Theater: Savage Rose resurrects American one-act plays

‘American One Acts’
A production by the Savage Rose Classical Theatre Co. Continues through June 15 at the MeX Theater at the Kentucky Center. For info and tickets, call 584-7777 or go to

The near total neglect of American one-act plays is one of those systematic injustices that becomes apparent only when someone does something about it — something as simple as putting a few of them on the stage in finely crafted productions that highlight the courage, power and wit that playwrights — both famous and little known — have lavished on these brief dramas.

Over the last few years, Savage Rose Classical Theatre Company has carved a distinctive niche with productions of challenging but well-known masterworks by writers from Christopher Marlowe to Samuel Beckett. With its current bill of one-acts by Pendleton King, Tennessee Williams and William Saroyan, the company revives a set of striking but seldom performed pieces.

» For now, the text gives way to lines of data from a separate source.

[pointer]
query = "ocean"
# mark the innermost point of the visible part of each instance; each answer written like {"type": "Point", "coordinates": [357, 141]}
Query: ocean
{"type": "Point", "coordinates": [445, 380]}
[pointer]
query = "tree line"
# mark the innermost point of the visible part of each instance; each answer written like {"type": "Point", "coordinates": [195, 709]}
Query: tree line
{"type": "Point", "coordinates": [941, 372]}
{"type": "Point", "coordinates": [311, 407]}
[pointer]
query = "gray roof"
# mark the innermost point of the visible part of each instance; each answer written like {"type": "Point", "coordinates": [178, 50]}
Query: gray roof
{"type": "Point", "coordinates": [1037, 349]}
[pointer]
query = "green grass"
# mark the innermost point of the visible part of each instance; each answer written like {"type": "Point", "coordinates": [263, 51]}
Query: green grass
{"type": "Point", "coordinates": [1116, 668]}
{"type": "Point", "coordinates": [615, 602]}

Williams’ “27 Wagons Full of Cotton,” a 1946 play that was the source of Elia Kazan’s controversial film “Baby Doll,” is the best known of these plays. Directed by Jennifer Pennington, it’s a chilling, beautifully written study of corruption, greed and madness that features three extraordinary performances. Brian Hinds plays Jake, the scheming owner of a failing cotton gin; he brutalizes his wife, Flora (Lauren Maxwell), with cruelties that are all the more frightening because of his cool, clinical approach — Hinds plays the fellow as if he were one of those folks who could commit mayhem without a change in blood pressure. Maxwell plays Flora as a giggling sexpot-savant who may or may not understand the role she’s to play as the human currency that funds Jake’s “good neighbor” policy. And Jeremy Sapp gives a fine performance as the mustachioed martinet whose riding crop furnishes creepy punctuation to the sinister unfolding of events.

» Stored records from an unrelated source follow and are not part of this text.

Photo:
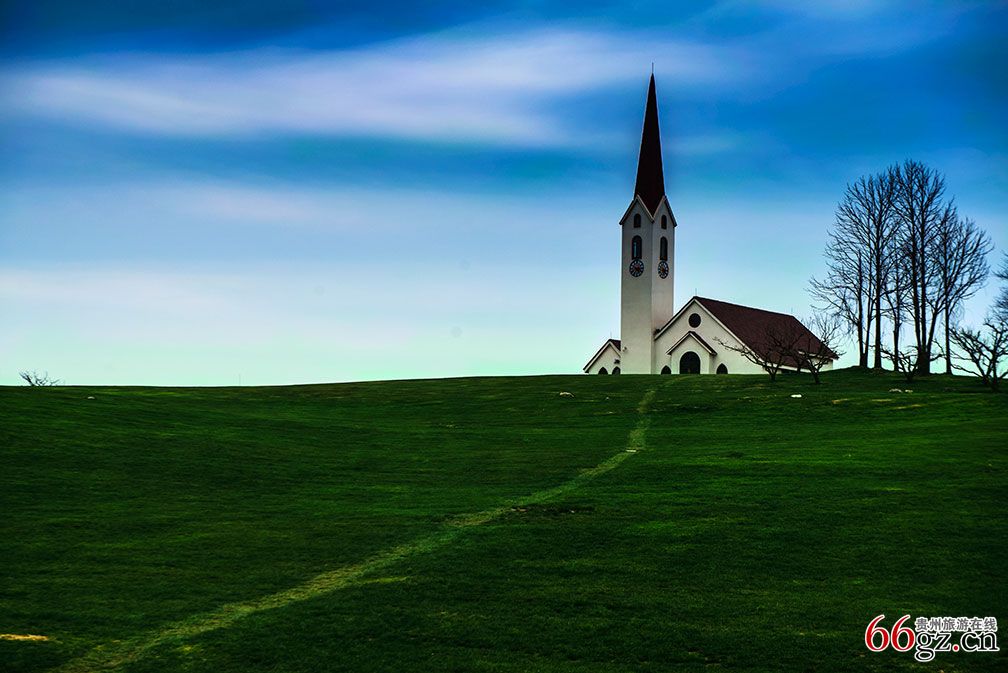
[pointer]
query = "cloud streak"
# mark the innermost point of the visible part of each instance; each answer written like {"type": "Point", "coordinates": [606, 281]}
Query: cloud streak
{"type": "Point", "coordinates": [442, 87]}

J. Barrett Cooper directs the other two plays. Pendleton King’s “Cocaine” must have been a shocker when first produced in 1916. Its stark, natural language — and its subject matter — give it a grim authority that’s still compelling nearly a century later. Joe, a has-been boxer (Jon Patrick O’Brien), and Nora (Karina Strange), a hooker whose luck has turned against her because of a scary cold sore on her face, inhabit a derelict flat near a rumbling train track in New York City (kudos to Cooper for the sound design as well as for the direction). Because the couple is behind on the rent — and have been without cocaine for four days — the boxer is contemplating selling his own sexual favors for money, a proposition that elicits a furious response and a dreadful proposal from Nora.

“Hello, Out There,” by William Saroyan, premiered in 1941 as a “curtain raiser” (a short theatrical feature that preceded the main event back in the days when an outing to the theater was an all-evening affair). It’s a finely written work about a charming young gambler locked up on what seems to be a bogus rape charge and the drab small-town girl who cooks for the prisoners. Here, Jon Patrick O’Brien channels the dreamy, optimistic energy of a gambler betting on the future as he paints a future for himself and the cook (Alexandra Burch). At least until reality (in this case, the ostensible rape victim, her husband and an accomplice, played by Karina Strange, Brian Hinds and Jeremy Sapp) forces its way through the jailhouse door.